Mit der Arctic Sunrise, einem Schiff, das Greenpeace gehört und unter niederländischer Flagge kreuzt, waren die Umweltschützer in die Petschora-See – ein Randgewässer der Barentssee – eingelaufen, hatten dort am 18. September Schlauchboote zu Wasser gelassen und damit versucht, zur Bohrinsel Priraslommnaja zu gelangen, wo die Öltochter von Staatskonzern Gazprom zusammen mit dem britisch-niederländischen Ölmulti Shell 2014 die Förderung aufnehmen will. Grenzschützer schleppten das Expeditionsschiff in den Kriegshafen Murmansk, wo die Umweltschützer seit Ende letzter Woche in U-Haft sitzen. In unbeheizten Einzelzellen, wo die Temperatur nur knapp über dem Gefrierpunkt liegt. Waschräume dürfen sie nur eingeschränkt nutzen.
Eine finnische Aktivistin, der die Schilddrüse entfernt wurde, kommt zudem nicht mehr an dringend benötigte Medikamente heran. Sie liegen auf der Arctic Sunrise, von der bis zum Abschluss der Ermittlungen nichts entfernt werden darf.

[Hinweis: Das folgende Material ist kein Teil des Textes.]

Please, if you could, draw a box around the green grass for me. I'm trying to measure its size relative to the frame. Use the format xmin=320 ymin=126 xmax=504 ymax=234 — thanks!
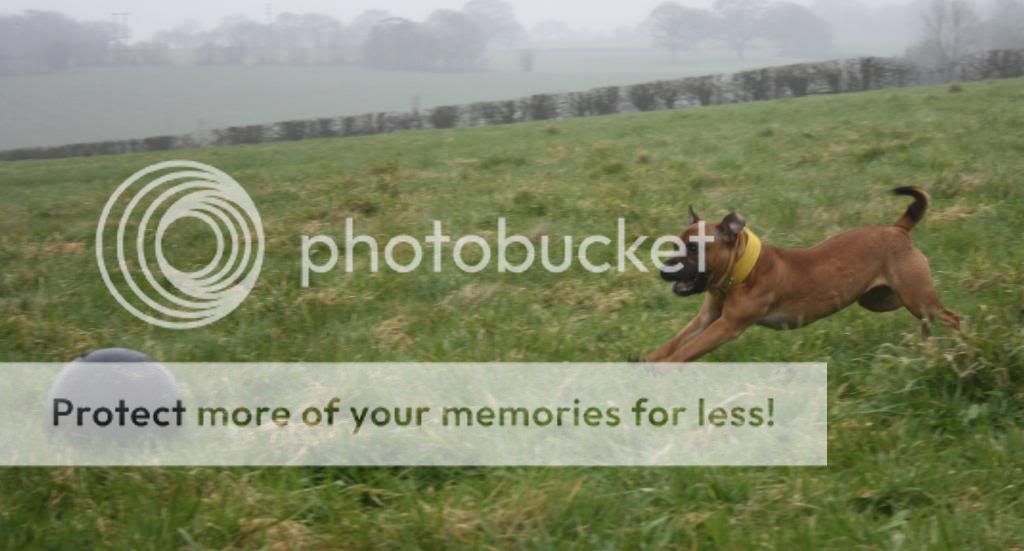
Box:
xmin=0 ymin=48 xmax=803 ymax=150
xmin=0 ymin=80 xmax=1024 ymax=549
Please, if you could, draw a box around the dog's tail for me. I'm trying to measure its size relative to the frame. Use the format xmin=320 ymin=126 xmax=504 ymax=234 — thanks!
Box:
xmin=893 ymin=185 xmax=929 ymax=231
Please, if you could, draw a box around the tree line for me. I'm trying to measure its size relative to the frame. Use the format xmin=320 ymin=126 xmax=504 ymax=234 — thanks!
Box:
xmin=0 ymin=0 xmax=525 ymax=74
xmin=0 ymin=0 xmax=1024 ymax=74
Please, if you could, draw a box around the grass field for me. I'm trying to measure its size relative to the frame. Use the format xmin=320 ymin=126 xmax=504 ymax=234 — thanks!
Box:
xmin=0 ymin=80 xmax=1024 ymax=549
xmin=0 ymin=48 xmax=803 ymax=150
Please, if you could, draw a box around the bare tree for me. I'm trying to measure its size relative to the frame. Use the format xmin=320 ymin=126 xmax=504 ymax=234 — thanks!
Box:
xmin=644 ymin=2 xmax=715 ymax=61
xmin=713 ymin=0 xmax=767 ymax=58
xmin=426 ymin=9 xmax=487 ymax=71
xmin=908 ymin=0 xmax=980 ymax=80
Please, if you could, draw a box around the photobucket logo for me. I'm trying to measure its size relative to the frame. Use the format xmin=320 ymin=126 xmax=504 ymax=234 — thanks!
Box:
xmin=96 ymin=161 xmax=263 ymax=329
xmin=301 ymin=217 xmax=715 ymax=288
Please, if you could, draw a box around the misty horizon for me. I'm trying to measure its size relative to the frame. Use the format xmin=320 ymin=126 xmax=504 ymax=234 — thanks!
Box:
xmin=0 ymin=0 xmax=914 ymax=41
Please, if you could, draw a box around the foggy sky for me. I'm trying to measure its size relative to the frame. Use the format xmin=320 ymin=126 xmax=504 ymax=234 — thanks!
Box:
xmin=0 ymin=0 xmax=815 ymax=39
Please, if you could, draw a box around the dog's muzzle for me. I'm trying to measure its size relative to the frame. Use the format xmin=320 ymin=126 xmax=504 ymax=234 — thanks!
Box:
xmin=659 ymin=257 xmax=708 ymax=297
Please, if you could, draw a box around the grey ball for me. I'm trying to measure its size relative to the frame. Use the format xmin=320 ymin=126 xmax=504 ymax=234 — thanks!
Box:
xmin=45 ymin=348 xmax=181 ymax=446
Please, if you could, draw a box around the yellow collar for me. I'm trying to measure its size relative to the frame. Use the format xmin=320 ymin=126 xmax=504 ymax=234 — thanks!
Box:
xmin=725 ymin=227 xmax=761 ymax=289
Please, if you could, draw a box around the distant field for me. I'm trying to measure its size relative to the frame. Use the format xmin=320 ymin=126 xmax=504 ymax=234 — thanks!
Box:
xmin=0 ymin=79 xmax=1024 ymax=550
xmin=0 ymin=48 xmax=802 ymax=150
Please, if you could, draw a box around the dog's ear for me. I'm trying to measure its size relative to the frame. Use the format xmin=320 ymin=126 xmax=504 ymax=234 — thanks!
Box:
xmin=715 ymin=211 xmax=746 ymax=243
xmin=690 ymin=205 xmax=700 ymax=225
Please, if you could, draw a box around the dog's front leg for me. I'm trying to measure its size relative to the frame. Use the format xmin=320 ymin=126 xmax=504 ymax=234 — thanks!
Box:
xmin=663 ymin=317 xmax=750 ymax=363
xmin=647 ymin=295 xmax=722 ymax=362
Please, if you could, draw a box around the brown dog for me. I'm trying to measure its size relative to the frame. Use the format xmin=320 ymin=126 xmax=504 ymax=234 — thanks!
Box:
xmin=647 ymin=187 xmax=959 ymax=362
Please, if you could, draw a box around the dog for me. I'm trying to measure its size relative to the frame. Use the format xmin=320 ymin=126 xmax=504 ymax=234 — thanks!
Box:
xmin=646 ymin=186 xmax=959 ymax=363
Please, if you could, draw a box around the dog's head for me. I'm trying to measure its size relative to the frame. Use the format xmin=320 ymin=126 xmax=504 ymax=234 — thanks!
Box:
xmin=660 ymin=206 xmax=746 ymax=297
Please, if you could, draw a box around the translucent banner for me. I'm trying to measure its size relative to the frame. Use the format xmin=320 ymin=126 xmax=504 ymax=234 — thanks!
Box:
xmin=0 ymin=363 xmax=827 ymax=466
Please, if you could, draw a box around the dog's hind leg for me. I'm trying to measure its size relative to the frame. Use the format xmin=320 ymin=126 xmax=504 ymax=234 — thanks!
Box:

Montag stellten Fahnder dort „Equipment mit unklarer Bestimmung“ und „Dokumente in ausländischer Sprache“ sicher.
Zu Ausrüstung und Papieren, die derzeit ins Russische übersetzt werden, sollen Gutachten erstellt werden, die die Vorwürfe bestätigen. Neben Piraterie wird auch wegen Widerstand gegen die Staatsgewalt ermittelt. Die Umweltschützer sollen Aufforderungen der Küstenwache, ihre Aktion abzubrechen, ignoriert und sogar versucht haben, deren Boote zu rammen.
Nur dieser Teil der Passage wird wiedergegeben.